Bin yılların gerici dinsel kültürüyle beslenen kitlelerin, dinsel gerici gücün etki alanının içine yeniden yeniden girmesi çok zor değildir. Özellikle sınıf bilincinden yoksun kitlelerin yoksulluktan, ezilmişlikten ve de horlanmışlıktan kurtulmanın yolu olarak din vb. gerici öğeleri kabullenmeleri, sınıfsal kurtuluştan daha önce gelebilmektedir. Kitlelerin üzerindeki bu ölü toprağın, tarihsel gerici mirasın, tarihsel şekillenmeyle yakından ilgisi olduğu gibi, tarih boyunca gericiliğin ve günümüz burjuvazisinin sürekli bu tür gericilikleri kitlelere empoze etmelerinin rolü küçümsenemez. Bu olgu, kitleleri gerçek kurtuluşlarından uzaklaştırıcı ve kendi kendilerine yabancılaştırıcı bir siyasal-ideolojik unsur olarak varlığını sürdürmüştür. Marks’ın; “ölülerimizin bize miras olarak bıraktığı bir kabus” olarak nitelendirdiği şey de budur.

Kitlelerin, dinsel, ulusal vb. gerici kimliklerin içine sokulması ve bu aidiyetlar üzerinden kurtuluşlarını aramaları, kendi kendilerini bitirmeleri, kendi gerçek kurtuluşlarına yabancılaşmalarıdır. Burjuvazinin istediğide budur. Burjuvazinin kabusu, örgütlenmiş işçi ve emekçilerin burjuvaziye karşı sınıf mücadelesi vermeleridir. İşçi ve emekçilerin kendilerini bitiren kabus ise, sınıfsal olmayan kimlikler içinde birbirlerini elimine etmeleri, bir başka söylemle birbirlerini boğazlamalarıdır. Bu ise, kitlelerin, kendi özgürlüklerini kendi elleriyle boğmalarının adıdır.

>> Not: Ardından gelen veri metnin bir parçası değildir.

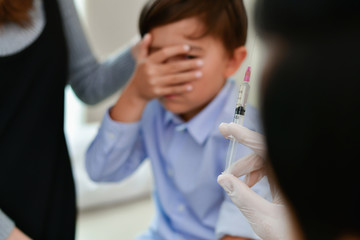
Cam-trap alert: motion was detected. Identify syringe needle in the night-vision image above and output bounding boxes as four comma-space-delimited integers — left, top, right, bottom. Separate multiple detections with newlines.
225, 67, 251, 172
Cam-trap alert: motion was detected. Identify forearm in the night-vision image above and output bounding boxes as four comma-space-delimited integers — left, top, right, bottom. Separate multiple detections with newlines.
86, 112, 146, 182
110, 83, 147, 123
0, 209, 15, 240
58, 0, 135, 104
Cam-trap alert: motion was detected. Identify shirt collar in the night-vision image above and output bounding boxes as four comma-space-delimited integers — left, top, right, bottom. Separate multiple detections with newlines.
164, 80, 235, 144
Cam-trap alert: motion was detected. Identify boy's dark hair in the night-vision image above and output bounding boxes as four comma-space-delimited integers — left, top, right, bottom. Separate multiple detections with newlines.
139, 0, 248, 56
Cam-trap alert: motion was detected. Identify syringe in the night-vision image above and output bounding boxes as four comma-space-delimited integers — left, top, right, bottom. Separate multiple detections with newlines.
225, 67, 251, 172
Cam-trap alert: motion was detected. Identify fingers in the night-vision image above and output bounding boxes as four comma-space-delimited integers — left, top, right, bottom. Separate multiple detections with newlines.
134, 34, 151, 61
218, 174, 294, 240
158, 59, 204, 75
217, 174, 270, 214
149, 45, 190, 63
154, 84, 193, 97
152, 68, 202, 86
219, 123, 266, 158
245, 169, 265, 187
228, 153, 266, 187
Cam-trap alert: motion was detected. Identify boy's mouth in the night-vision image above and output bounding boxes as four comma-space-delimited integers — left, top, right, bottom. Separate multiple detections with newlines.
164, 94, 179, 99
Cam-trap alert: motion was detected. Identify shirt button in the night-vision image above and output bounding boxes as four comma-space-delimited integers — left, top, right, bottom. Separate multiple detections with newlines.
167, 168, 174, 177
178, 204, 185, 212
175, 124, 186, 132
107, 132, 115, 140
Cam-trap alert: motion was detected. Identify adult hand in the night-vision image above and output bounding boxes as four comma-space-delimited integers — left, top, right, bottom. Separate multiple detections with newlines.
6, 227, 31, 240
218, 123, 291, 240
130, 34, 203, 101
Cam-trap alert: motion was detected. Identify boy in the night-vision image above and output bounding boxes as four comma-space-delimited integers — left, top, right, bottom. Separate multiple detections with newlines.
86, 0, 268, 240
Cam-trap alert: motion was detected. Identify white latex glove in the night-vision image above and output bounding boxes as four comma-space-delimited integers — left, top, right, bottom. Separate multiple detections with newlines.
218, 123, 292, 240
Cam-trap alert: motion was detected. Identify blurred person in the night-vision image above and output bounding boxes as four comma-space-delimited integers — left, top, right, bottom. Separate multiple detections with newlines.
218, 0, 360, 240
0, 0, 141, 240
86, 0, 270, 240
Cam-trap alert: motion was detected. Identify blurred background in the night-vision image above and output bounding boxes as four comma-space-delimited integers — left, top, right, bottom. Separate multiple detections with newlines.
65, 0, 263, 240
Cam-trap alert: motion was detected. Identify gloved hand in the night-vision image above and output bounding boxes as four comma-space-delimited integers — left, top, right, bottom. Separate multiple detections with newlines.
218, 123, 292, 240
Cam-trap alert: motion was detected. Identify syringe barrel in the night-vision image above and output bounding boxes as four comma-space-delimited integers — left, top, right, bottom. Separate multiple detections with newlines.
236, 81, 250, 112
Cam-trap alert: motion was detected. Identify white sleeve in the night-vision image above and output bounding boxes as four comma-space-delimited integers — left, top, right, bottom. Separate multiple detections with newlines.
58, 0, 135, 104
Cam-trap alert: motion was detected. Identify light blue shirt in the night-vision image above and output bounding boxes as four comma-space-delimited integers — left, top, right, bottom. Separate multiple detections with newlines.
86, 80, 270, 240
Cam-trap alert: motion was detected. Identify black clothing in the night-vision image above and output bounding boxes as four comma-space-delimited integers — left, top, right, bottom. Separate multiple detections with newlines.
0, 0, 76, 240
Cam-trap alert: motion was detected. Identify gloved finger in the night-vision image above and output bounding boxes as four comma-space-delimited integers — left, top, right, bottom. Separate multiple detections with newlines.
219, 123, 266, 157
217, 174, 272, 218
218, 174, 291, 240
228, 153, 264, 178
245, 168, 265, 187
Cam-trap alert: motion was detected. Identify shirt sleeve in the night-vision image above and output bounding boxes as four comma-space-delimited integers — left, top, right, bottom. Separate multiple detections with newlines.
85, 108, 146, 182
0, 209, 15, 240
59, 0, 135, 104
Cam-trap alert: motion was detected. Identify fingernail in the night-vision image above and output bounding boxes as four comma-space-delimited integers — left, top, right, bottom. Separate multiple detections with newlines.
218, 174, 234, 195
143, 33, 150, 39
195, 71, 202, 78
196, 60, 204, 67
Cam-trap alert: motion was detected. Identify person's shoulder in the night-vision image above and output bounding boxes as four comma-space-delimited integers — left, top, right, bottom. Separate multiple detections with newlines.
244, 103, 263, 133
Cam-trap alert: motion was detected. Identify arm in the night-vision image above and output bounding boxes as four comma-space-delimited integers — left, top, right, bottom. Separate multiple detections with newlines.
86, 32, 199, 181
58, 0, 135, 104
0, 209, 30, 240
86, 112, 146, 182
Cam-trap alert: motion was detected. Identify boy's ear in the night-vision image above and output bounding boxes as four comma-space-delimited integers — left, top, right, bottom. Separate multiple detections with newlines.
225, 46, 247, 78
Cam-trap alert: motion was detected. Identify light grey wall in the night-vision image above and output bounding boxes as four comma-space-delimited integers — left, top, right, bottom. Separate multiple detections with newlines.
76, 0, 263, 121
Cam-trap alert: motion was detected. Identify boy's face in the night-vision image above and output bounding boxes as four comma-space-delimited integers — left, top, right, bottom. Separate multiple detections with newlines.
150, 18, 233, 121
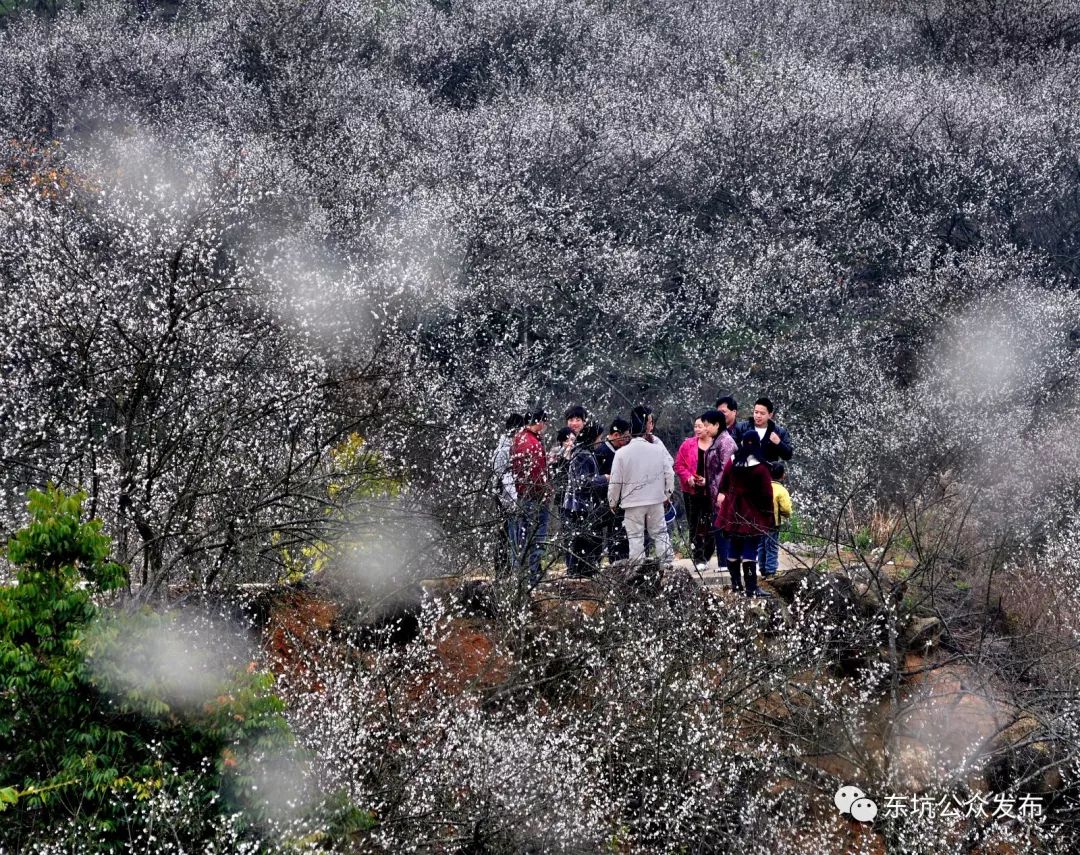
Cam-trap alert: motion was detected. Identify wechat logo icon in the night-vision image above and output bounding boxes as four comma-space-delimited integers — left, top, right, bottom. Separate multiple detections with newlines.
833, 784, 877, 823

Emperyalist burjuvazi, 1970’lerden itibaren Müslüman halkları “yeşil kuşak” dediği gerici projenin içine soktu. Yani, müslüman halklarını birbirine kırdırarak, kendi sömürü ve egemenliğini pekiştirmek. Bunu ise, o ülkelerdeki gerici yönetimler vasıytasıyla yaptı ve yapmaya devam ediyor. Türkiye’de AKP’de bu politikanın ürünü olarak doğdu, beslendi ve geliştirildi. AKP, Ortadoğu’da, kadim ABD uşağı İsrail bir kenera bırakılırsa, müslüman ülkelerde  Mübarek’ten sonra ABD’nin en sadık uşaklarından ve beslemelerinden biri haline getirildi.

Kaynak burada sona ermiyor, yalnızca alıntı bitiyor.